Was du und August von meiner Wichtigkeit für die österreichische Partei sagten, ist, es wird euch freuen es zu hören – nicht mehr wahr. Wir sind heute so weit, eine ganze Reihe von tüchtigen und verläßlichen Leuten zu haben, denen nur der wissenschaftliche Schliff fehlt und vielleicht etwas Initiative. Trotzdem sehne ich mich natürlich sehr danach, den Kopf freier zu bekommen, und so nehme ich denn auch in diesem Betrachte Dein Anerbieten mit Freude an. […] Jedenfalls aber danke ich Dir aus vollem Herzen für Deine Freundschaft und Fürsorge. Daß ich mich nicht einen Moment sträube, kommt daher, daß ich es stets für mindestens ebenso menschlich und edel gehalten habe, von Freunden zu nehmen, als Freunden zu geben. […]

Zu Pfingsten versuchen wir wieder einen Parteitag. Die Opposition kriecht zu Kreuze und wird – schimpfend natürlich – aber gerne die goldene Brücke betreten, die wir ihr bauen. Das Verbot des Linzer Parteitages hat uns sehr genützt und ich vermute, daß die Regierung sich hüten wird, uns nochmals so billige Lorbeeren einheimsen zu lassen. Wenn wir zum Parteitag auf einige Zeilen von Dir rechnen könnten, würde es der Sache nützen. Wie sich Sekretär Reumann mit den offiziellen Einladungen abfindet, weiß ich freilich nicht.

Meine Emma grüßt herzlich Dich und Luise. Dein Brief hat sie zu Tränen gerührt.

Dein Dich verehrender Freund Victor Adler

Victor Adler (1852-1918) war einer der populärsten Vertreter der österreichischen Sozialdemokratie – vergleichbar August Bebel in Deutschland. Seine Frau Emma (1858.1935) war als Schriftstellerin tätig. 1891 erlitt sie wegen Arbeitsüberlastung und drückender Geldsorgen einen psychischen Zusammenbruch.
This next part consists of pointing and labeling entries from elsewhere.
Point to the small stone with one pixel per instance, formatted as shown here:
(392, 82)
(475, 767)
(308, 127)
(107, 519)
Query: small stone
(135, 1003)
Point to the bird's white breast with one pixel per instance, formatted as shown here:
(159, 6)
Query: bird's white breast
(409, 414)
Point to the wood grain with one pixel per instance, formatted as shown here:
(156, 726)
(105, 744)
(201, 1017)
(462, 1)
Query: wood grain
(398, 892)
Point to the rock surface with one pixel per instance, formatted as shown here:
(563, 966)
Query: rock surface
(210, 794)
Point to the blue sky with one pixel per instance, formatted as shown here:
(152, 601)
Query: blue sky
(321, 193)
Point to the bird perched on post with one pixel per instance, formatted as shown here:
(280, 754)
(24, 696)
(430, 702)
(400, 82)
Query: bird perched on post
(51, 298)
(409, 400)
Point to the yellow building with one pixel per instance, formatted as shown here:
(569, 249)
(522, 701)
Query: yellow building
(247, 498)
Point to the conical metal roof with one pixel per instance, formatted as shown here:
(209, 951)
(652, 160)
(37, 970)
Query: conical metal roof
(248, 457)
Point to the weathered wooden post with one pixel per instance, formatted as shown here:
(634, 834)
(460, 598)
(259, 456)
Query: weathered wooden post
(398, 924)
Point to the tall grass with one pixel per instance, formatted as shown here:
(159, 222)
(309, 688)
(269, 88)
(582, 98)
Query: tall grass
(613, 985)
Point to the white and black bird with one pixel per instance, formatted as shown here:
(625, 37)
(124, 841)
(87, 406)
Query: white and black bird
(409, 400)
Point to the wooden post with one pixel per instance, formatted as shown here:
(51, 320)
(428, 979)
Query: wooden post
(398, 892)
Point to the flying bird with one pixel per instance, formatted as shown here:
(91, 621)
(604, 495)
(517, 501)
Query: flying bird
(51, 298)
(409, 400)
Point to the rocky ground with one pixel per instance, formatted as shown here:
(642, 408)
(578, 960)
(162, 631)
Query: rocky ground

Engels unterstützte das Paar daraufhin mit erheblichen Geldzahlungen.

Quellenangabe: Victor Adlers Aufsätze, Reden und Briefe, 1. Heft: Victor Adler und Friedrich Engels, hg. vom Parteivorstand der Sozialdemokratischen Arbeiterpartei Deutschösterreichs, Wien 1922, S. 36-38; die Abbildung zeigt Victor Adler in einer Karikatur aus dem Jahre 1905 (Ausschnitt).